Suppose that the tree is defined as:

struct binarytreenode {
  BinaryTreenode (INT VAL): Leftchild (NULL), RightChild (NULL),
    PARENT (NULL), VALUE (VAL) {}
  Binarytreenode * leftchild;
  BinaryTreenode * RightChild;
  BinaryTreenode * Parent;
  INT VALUE;
};

Then the verification algorithm will be as follows:

bool isbst (binarytreenode * root)
{
  Return isbst_ (root, 0, 0);
}
BOOL ISBST_ (BinaryTreenode * Node, BinaryTreenode * Minparent, BinaryTreenode * MaxParent)
{
  if (minparent & amp; & gt; minparent- & gt; value & gt; = node- & gt; value)
    RETURN FALSE;
  If (MaxParent & Amp; & amp; MaxParent- & GT; Value & LT; = Node- & GT; Value)
    RETURN FALSE;
  if (node- & gt; leftchild! = 0 & amp; & amp;! isbst_ (node- & gt; leftchild, minparent, node))
    RETURN FALSE;
  If (node- & gt; rightchild! = 0 & amp; & amp;! isbst_ (node- & gt; rightchild, node, maxparent))
    RETURN FALSE;
  RETURN TRUE;
}

Temporary complexity O (n), where N is the number of nodes in the tree.
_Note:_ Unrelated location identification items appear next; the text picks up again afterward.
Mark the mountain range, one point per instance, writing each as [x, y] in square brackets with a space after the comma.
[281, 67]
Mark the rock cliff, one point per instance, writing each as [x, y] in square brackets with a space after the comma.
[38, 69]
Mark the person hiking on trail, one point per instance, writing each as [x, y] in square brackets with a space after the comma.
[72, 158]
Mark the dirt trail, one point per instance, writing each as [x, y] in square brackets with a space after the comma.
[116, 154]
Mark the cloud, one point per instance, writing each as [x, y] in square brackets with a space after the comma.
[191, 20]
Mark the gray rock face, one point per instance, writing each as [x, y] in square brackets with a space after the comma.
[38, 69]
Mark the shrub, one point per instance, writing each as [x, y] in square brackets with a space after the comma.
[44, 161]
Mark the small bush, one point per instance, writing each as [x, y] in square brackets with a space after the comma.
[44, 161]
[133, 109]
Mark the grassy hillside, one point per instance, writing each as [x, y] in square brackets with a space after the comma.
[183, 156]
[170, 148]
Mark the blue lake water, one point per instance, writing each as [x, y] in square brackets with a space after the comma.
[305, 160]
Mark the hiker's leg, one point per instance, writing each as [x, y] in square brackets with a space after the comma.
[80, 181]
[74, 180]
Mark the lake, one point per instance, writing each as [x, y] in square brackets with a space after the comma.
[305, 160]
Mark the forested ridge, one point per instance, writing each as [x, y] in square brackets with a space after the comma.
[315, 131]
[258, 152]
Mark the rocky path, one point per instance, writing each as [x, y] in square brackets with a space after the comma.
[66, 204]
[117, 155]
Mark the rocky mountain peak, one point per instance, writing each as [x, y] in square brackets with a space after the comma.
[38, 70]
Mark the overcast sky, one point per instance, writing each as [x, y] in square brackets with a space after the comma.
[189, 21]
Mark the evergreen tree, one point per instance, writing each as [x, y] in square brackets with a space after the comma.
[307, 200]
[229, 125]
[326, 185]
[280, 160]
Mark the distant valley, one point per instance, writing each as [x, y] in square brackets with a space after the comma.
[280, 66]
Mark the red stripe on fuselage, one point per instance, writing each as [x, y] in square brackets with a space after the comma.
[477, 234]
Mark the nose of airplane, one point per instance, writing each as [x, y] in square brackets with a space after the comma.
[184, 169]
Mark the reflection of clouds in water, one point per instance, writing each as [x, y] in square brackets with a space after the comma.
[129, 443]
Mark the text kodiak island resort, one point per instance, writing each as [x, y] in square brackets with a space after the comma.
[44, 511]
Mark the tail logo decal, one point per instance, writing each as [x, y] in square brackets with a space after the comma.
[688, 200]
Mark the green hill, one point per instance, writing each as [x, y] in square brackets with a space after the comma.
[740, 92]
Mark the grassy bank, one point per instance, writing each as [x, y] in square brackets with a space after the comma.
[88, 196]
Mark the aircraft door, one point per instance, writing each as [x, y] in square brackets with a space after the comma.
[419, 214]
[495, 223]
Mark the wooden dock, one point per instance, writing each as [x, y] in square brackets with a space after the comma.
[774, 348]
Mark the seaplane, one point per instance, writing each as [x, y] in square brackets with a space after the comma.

Spatial complexity O (H), where H is the depth of the tree.

Answer 2, Authority 67%

http://www.structur.h1.ru/derevo.htm – the structure of the tree is written here
In fact, your task is well solved by the recursion recursively go down the wood. If when checking it turns out that it is not a tree – Throw Someerror; If everything is fine – then no exceptions to throw the recursion will unfold and say that everything is ok

Answer 3, Authority 67%

We’re bypassed the tree according to the rule of the LCP, on the way you check whether the increasing sequence (or decreasing, can be determined by the first two unequal values). If it does not work, then not a search tree. Something like this.